Rodney, an industry veteran, is alluding to the demise of American Family Cruises, a line that was supposed to revolutionize cruising for kids but folded almost as soon as it started four years ago.
Late launch
Disney, which planned to launch its ship in March, clearly had been banking on a strong summer to provide momentum for the rest of the year. But as a result of delays it blames on the shipyard, the company sets sail just a month before Labor Day, when most children head back to school and the industry's softest period, the fall hurricane season, begins.
Still, Rodney says sales are going well, although he won't give exact figures. He does say that about 40% of bookings are coming from adults without kids, passengers the line must have to succeed year-round.
Few industry executives doubt Disney will succeed. They see the arrival of Disney, the king of family vacations, as a watershed event in cruising.
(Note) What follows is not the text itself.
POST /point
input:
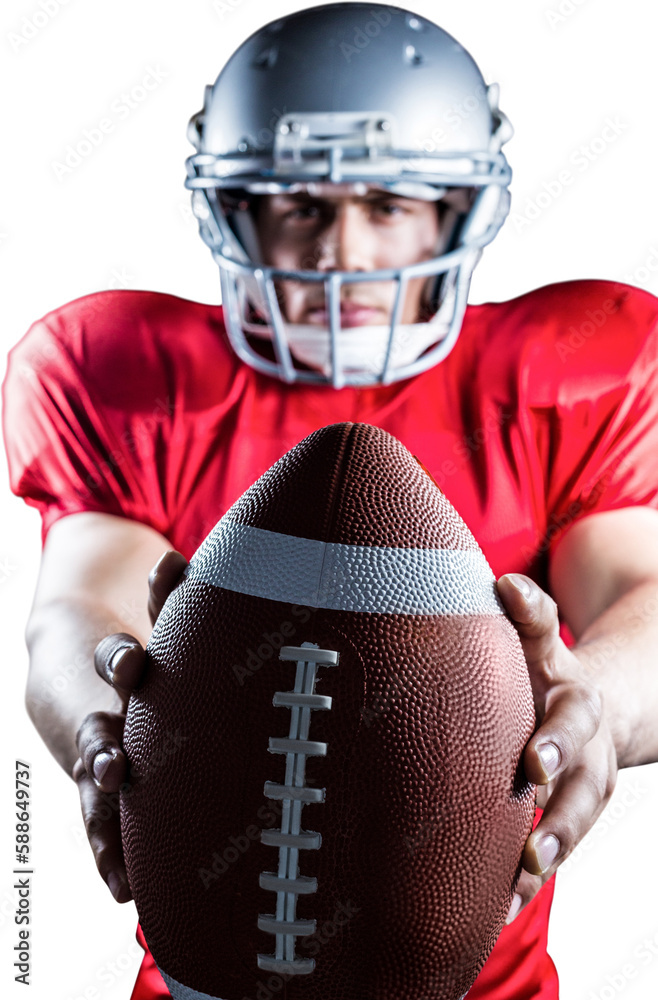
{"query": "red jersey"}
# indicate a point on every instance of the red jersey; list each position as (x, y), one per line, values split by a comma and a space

Walt Disney World, near Orlando, Fla., alone draws more vacationers each year than the entire cruise industry, and cruise executives say there's bound to be plenty of spillover. (More than half of the line's cruise bookings are from Disney regulars who have never been on a ship, says Judson Green, head of Disney's theme park division.)
"It's a tremendous opportunity for us as an industry," says Rick James, sales chief for rival Princess Cruises.
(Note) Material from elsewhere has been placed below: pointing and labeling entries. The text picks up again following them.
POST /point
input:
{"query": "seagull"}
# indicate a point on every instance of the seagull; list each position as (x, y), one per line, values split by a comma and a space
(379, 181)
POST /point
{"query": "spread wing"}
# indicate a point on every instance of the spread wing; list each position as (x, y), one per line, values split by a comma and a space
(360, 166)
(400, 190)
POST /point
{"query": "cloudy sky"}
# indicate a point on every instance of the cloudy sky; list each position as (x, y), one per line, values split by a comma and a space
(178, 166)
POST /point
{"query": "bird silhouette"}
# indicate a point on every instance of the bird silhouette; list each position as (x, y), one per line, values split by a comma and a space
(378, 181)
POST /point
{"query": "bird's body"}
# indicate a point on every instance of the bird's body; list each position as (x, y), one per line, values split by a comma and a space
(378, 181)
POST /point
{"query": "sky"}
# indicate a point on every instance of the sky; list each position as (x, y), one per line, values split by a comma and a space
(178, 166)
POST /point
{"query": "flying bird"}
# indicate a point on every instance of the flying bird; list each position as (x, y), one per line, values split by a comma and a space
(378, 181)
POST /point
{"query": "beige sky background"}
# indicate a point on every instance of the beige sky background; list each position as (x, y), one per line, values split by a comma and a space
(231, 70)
For its part, Princess recently added in-port baby-sitting and extended day care hours past midnight on all ships. It also lowered the minimum age to sail from 18 months to 12 months.
Even lines that use romance as their main selling point are taking notice. Windjammer Barefoot Cruises, for example, this year introduced the Junior Jammers, a summer program that allows kids to hunt for buried treasure on beaches and compete in the Wacky Olympics.
Still, most lines say they'll stop short of adding facilities as elaborate as Disney's. Too many tots could, executives fret, scare off what is still their core clientele: seniors, singles and married couples without kids.
"If you have too many families," Carnival's Dickinson says, "it starts working against the cruise experience."
Dickinson says Carnival curtails the number of kids by limiting the number of cabins that have a third or fourth berth (most parents won't pay to buy a separate cabin for their kids).
A few lines, such as upscale Windstar, have been steering clear of the family trend entirely. Windstar marketing chief Rick Meadows says the line's smaller ships appeal to people who want to get away from it all, including their children.
Still, of 37 cruise companies recently surveyed by Travel Agent, only a half-dozen didn't offer some sort of baby-sitting and kid activities. Even the Queen Elizabeth II, Cunard's white-gloved flagship, now offers two "family cruises" a year.
Says Holland America sales chief Jack Anderson: "We didn't set out to draw children. But we now find we have them on board year-round." Hence, Holland America's flagship, the 9-month-old Rotterdam VI, was the line's first launched with a dedicated children's area.
Dual challenge
"We now have two responsibilities," Anderson says. "The first is to be sure children are not disruptive to the experience of our other guests. And secondly, to make it the very best vacation for kids. They're guests, too. If we do that, we're going to get them back."